Gilliam got straight As in practically everything at school. “I found it easy – l guess the standard must have been low.” At college he and a group of friends revitalized a literary magazine, turning it into a publication laced with irreverent humor. Gilliam was the editor and unashamedly plagiarized Help Magazine which was run in New York by Harvey Kurtzman, the man who founded the original Mad Magazine. He was, Gilliam says ”the Spike Milligan of our generation.”
Kurtzman used the Italian technique of strip stories using live actors and dialogue balloons emerging from their mouths and Gilliam’s college magazine used the same method. In his last year he sent some of his material to Kurtzman in New York and was delighted to receive a reply saying he liked it.
“I decided then and there to go to New York and take my chance – like the young Moss Hart did in ‘Act One.’ I packed my bags, took off, and met Kurtzman at the Algonquin. All the famous cartoonists were there with him, all my heroes I’d admired since I was a kid”
Kurtzman was looking for an assistant editor for his magazine and Gilliam got the Job. For the next three years he worked in New York and at night attended classes at the City College’s film seminar until he realized he was learning nothing. ”There were just a lot of people sitting around looking at their navels,” he recalls.
Instead, Gilliam worked in his spare time for nothing at an animation studio (“dancing cigarette packets”) learning stop-action techniques. Out of his $50 a week with Help magazine he managed to save nearly $30, living in one room 8’x8′, buying a 16mm Bolex camera and a tape recorder. ”There was just I and this tame cockroach”
Eventually Gilliam grew tired of New York and decided to go to Europe. He spent his hard-earned savings on travel round Italy, Germany and France, contributing occasionally to Esquire Magazine to eke out his slender expenses.
But it was in England that his career blossomed with the start of “Monty Python’s Flying Circus.” Together with John Cleese, Eric Idle, Graham Chapman, Terry Jones and Michael Palin, he formed a magical combination of talent.” John and Graham wrote the two-handers, Michael and Terry Jones the rambling conceptual items, and Eric did the quickfire jokes. They called me in when they needed gaps filled with some animation.
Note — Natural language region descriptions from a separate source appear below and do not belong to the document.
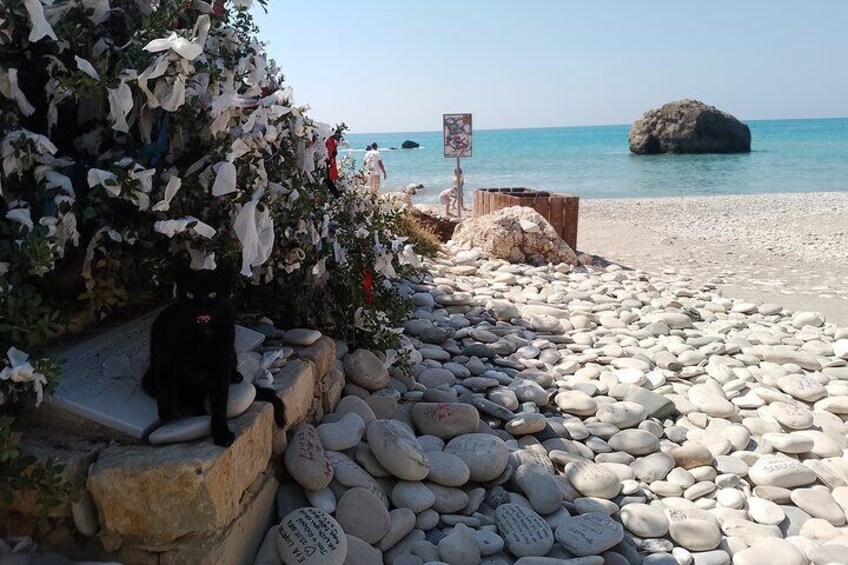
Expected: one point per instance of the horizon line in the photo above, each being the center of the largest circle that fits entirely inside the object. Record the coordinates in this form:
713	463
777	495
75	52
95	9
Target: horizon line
583	126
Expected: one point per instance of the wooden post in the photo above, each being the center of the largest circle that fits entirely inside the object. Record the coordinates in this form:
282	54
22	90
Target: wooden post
458	188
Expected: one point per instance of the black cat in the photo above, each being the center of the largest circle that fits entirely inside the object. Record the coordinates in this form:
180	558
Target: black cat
192	352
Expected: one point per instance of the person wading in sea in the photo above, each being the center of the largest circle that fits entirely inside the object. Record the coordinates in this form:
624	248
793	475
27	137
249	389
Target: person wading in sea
373	166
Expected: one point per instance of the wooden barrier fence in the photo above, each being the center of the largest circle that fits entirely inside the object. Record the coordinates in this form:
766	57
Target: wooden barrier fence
561	210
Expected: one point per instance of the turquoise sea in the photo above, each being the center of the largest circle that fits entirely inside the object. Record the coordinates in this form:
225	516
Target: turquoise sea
594	161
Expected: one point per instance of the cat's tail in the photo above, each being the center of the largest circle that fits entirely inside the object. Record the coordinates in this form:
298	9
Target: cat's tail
270	395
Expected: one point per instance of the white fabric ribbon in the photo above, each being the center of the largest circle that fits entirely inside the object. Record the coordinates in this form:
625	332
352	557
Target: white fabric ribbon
120	105
255	231
175	96
179	45
173	186
170	228
10	89
225	179
86	67
100	10
21	216
99	176
40	26
200	260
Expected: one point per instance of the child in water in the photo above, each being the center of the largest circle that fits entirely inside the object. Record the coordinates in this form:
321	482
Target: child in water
447	198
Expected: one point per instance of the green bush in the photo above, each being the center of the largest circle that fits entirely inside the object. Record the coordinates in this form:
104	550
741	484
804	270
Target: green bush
135	132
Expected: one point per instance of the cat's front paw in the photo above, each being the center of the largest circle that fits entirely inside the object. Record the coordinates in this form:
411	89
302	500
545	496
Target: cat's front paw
224	438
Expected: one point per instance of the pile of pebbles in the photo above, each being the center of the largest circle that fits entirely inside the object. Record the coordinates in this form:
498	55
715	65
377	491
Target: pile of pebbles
560	416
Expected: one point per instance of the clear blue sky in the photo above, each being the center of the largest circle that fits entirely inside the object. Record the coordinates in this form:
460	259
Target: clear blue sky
398	65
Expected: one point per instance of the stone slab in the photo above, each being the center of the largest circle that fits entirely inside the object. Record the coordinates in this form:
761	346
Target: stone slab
101	378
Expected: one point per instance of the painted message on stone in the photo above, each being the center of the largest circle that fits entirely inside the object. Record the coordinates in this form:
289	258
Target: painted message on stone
525	532
310	536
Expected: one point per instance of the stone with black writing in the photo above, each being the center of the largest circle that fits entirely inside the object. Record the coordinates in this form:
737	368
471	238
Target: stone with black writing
310	536
397	450
589	534
525	533
692	528
780	471
306	460
486	455
445	420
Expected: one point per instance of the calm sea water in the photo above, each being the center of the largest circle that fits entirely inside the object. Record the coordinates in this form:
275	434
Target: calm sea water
594	162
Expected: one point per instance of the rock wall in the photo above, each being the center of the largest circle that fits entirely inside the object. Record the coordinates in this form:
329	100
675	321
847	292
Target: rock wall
189	503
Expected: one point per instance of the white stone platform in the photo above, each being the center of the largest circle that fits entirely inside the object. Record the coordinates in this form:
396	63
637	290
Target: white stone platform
101	378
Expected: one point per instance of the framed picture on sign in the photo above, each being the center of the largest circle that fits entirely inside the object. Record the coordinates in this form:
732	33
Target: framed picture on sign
457	132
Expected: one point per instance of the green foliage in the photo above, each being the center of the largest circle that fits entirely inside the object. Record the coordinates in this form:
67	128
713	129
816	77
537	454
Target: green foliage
20	472
423	241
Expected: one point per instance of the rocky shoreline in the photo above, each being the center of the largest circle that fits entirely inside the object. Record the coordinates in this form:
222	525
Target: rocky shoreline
582	416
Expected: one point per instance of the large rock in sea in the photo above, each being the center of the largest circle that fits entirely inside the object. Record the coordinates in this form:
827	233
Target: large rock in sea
517	234
689	126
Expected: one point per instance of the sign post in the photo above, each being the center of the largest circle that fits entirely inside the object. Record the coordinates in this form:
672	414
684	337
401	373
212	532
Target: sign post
457	141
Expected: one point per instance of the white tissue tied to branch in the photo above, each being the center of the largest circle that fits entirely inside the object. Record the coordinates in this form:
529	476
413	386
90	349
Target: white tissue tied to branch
129	127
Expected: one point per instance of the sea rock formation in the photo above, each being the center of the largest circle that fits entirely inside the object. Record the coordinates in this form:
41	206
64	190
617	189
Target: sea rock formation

When the script got stuck the cry went out: ‘Call for Gilliam’!”
The BBC, Gilliam explains, “was shocked at first because they’d expected something like the Frost Report and the men at the top in Langham Place clearly didn’t understand what they were watching. As we went from series to series we found ourselves getting more and more outrageous to try and surprise people,” he says.
Gilliam’s films with the Pythons – ”And Now for Something Completely Different”, “Monty Python and the Holy Grail”, “Monty Python’s Life of Brian” and ”The Meaning of Life” (for which Gilliam directed the second unit) – have all been box office successes.
”Jabberwocky ” was his first solo effort but it was ”Time Bandits” that consolidated Gilliam’s reputation as an independent filmmaker.
”Brazil” is an Arnon Milchan presentation of a Terry Gilliam film. Milchan produced and Gilliam directed with Patrick Cassavetti as coproducer. Screenplay is by Terry Gilliam, Tom Stoppard and Charles McKeown. The film stars Jonathan Pryce, Robert De Niro, Katherine Helmond, Ian Holm, Bob Hoskins, Michael Palin, Ian Richardson, Peter Vaughn and Kim Greist.